This year felt like the perfect opportunity for me to go to EuroCucina, as I had been invited to join the Cosentino factory trip in Almería, Spain, which was coordinated to align with the timing of the show. From there, we were able to take a quick flight from Madrid to Milan and experience both back-to-back.

Miele. Photo: Laila Ferri Johnson
My biggest takeaway? There is a lot to see – it truly feels like Disneyland for designers. I was lucky to be part of a group with more experience who shared tips and helped navigate it all. That said, I think you need at least three full days (and a bit of homework beforehand) to really take it in. But we all have to start somewhere, right?
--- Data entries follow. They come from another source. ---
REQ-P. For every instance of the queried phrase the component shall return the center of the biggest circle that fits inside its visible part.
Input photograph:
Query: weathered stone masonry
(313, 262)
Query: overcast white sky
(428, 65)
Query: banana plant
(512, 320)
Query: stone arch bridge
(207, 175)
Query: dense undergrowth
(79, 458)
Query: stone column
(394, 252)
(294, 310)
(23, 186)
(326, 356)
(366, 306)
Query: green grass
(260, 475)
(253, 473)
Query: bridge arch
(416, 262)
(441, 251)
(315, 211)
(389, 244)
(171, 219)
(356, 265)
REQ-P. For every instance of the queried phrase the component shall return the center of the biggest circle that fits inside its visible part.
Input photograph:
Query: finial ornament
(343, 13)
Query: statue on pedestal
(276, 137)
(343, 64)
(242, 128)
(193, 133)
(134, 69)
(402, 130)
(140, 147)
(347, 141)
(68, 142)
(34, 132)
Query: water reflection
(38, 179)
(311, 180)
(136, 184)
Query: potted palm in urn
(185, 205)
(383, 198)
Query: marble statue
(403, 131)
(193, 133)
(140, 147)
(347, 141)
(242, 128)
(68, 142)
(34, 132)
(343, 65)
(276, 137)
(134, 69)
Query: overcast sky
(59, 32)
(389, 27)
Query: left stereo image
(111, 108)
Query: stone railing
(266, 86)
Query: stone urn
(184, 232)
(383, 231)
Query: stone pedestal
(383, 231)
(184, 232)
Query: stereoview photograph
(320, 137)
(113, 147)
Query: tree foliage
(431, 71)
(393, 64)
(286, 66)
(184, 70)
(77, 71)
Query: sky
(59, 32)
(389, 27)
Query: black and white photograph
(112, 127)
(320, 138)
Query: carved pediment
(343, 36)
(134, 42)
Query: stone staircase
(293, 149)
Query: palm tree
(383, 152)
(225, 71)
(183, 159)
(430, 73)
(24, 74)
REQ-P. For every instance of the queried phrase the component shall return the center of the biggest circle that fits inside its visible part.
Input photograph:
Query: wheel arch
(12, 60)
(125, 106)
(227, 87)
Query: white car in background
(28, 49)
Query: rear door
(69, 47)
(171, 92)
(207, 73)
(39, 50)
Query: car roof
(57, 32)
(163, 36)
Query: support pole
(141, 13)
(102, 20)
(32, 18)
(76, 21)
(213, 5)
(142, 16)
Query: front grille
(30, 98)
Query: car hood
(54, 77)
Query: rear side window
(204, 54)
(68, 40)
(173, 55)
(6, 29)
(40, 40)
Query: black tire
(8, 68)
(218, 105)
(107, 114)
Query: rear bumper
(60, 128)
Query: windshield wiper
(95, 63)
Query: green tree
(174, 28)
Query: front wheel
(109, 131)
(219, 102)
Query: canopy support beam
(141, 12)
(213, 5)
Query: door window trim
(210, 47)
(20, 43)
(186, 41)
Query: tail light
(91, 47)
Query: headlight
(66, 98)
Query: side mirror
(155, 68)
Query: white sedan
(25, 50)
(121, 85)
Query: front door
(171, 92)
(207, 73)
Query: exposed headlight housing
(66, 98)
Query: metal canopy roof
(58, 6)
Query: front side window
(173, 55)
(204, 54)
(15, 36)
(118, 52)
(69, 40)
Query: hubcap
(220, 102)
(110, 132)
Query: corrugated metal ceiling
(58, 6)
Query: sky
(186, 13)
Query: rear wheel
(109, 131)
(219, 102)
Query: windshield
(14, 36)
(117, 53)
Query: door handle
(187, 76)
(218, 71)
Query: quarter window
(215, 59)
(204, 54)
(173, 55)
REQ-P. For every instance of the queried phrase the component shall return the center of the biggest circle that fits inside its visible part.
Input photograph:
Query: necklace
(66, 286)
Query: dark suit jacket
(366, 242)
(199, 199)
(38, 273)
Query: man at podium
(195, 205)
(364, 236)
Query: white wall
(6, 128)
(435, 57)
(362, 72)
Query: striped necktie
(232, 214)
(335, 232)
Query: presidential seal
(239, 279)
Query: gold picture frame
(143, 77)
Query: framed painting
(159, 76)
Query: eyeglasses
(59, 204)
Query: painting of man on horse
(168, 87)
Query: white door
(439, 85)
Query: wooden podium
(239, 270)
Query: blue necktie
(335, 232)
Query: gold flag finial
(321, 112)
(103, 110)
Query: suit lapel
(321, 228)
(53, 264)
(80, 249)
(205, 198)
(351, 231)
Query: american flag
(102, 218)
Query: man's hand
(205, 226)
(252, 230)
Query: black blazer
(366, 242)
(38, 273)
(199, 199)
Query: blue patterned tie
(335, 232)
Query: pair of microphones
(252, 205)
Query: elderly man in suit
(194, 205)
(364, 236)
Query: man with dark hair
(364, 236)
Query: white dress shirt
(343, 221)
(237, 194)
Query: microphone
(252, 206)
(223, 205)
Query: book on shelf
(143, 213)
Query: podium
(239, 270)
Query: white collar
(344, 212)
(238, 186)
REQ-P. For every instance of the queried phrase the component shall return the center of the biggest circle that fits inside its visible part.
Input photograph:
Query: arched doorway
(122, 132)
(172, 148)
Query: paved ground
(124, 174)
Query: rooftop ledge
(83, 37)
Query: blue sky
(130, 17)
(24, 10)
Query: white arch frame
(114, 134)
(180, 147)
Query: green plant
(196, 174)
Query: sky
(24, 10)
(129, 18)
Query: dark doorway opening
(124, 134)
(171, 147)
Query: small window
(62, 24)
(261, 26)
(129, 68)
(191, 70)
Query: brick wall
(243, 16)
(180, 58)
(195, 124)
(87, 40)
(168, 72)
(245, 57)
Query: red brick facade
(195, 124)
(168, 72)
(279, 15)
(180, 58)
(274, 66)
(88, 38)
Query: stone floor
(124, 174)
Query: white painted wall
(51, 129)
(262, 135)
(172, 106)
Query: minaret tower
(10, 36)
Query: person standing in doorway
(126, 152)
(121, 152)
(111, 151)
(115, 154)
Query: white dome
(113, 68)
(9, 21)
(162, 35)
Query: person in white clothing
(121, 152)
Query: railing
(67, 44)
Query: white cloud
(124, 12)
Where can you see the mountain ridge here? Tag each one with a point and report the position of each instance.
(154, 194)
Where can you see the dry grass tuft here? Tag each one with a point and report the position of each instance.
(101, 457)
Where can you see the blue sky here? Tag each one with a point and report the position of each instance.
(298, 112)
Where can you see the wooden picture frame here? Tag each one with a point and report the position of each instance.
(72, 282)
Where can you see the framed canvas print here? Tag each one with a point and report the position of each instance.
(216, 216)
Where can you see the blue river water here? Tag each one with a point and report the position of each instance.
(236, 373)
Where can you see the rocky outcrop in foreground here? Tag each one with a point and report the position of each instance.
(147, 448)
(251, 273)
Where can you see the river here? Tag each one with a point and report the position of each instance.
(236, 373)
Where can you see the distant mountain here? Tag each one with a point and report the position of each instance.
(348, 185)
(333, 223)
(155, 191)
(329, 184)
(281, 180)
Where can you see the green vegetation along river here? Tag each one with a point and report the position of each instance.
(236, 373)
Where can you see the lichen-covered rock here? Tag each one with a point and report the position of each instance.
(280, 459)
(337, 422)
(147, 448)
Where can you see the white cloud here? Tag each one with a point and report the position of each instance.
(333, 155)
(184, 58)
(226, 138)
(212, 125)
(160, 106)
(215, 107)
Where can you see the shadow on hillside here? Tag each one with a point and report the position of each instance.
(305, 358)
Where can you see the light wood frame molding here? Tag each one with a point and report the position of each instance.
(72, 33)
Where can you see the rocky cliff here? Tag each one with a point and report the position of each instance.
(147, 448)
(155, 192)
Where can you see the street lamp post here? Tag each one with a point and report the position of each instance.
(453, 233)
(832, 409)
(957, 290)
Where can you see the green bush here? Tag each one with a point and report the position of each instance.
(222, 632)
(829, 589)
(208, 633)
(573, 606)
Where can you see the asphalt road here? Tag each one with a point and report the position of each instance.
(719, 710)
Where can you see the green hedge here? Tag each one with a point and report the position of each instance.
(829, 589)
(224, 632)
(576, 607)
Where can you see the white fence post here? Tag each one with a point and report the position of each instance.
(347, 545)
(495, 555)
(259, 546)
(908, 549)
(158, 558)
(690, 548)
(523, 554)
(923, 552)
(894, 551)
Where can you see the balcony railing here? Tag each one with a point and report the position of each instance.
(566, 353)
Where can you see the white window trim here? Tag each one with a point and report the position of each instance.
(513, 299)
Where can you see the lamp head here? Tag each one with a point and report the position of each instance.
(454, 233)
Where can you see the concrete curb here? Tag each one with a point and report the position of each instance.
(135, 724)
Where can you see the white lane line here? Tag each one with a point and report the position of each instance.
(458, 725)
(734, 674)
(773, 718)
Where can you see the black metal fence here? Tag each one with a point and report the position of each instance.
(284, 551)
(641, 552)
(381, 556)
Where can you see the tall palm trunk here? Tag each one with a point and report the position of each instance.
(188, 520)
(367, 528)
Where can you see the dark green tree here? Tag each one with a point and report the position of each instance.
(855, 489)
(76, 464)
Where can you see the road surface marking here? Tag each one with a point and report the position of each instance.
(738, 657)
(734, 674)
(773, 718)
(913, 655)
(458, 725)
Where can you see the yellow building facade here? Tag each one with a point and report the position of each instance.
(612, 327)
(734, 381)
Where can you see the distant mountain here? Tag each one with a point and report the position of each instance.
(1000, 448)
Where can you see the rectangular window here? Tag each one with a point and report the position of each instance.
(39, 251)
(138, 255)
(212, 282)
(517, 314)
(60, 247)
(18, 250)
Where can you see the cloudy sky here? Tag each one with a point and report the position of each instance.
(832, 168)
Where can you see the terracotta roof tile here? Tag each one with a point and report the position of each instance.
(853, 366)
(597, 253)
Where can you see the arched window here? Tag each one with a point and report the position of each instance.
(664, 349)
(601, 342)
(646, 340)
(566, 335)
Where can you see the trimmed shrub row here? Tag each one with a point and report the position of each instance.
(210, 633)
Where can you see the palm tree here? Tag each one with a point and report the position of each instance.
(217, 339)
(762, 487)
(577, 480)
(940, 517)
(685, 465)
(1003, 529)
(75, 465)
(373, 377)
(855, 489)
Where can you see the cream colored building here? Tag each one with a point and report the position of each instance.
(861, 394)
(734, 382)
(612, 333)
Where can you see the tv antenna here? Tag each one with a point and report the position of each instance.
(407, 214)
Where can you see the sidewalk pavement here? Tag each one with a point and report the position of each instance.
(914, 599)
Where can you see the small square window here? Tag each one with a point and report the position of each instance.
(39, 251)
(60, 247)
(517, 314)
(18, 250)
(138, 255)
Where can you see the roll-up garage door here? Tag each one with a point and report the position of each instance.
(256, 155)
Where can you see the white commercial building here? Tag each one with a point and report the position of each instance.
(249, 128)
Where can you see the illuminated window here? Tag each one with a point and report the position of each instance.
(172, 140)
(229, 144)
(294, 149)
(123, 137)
Bauknecht. Photo: Laila Ferri Johnson
At EuroCucina 2026, technology felt smarter and quieter than ever. There were AI-powered cooking suites that can scan ingredients and assist with recipes, self-cleaning ovens, and robo-vacs all supporting daily life without being visually dominant. The focus is on seamless integration and ease of use, rather than showcasing the tech itself.

Marazzi. Photo: Laila Ferri Johnson
On the design side, there was a beautiful balance between deeper, moodier tones and softer, more sun-washed hues. We saw a strong presence of deep greens and rich burgundy tones, layered with warmer shades like terracotta, soft blues, and apricot. These palettes were often grounded with wood, creating a more inviting and lived-in feel. Natural materials continue to lead, especially stone, travertine and more organic, unfinished edges. Light oak remains strong, with walnut making a noticeable comeback, reinforcing the shift toward warmer, more grounded kitchens.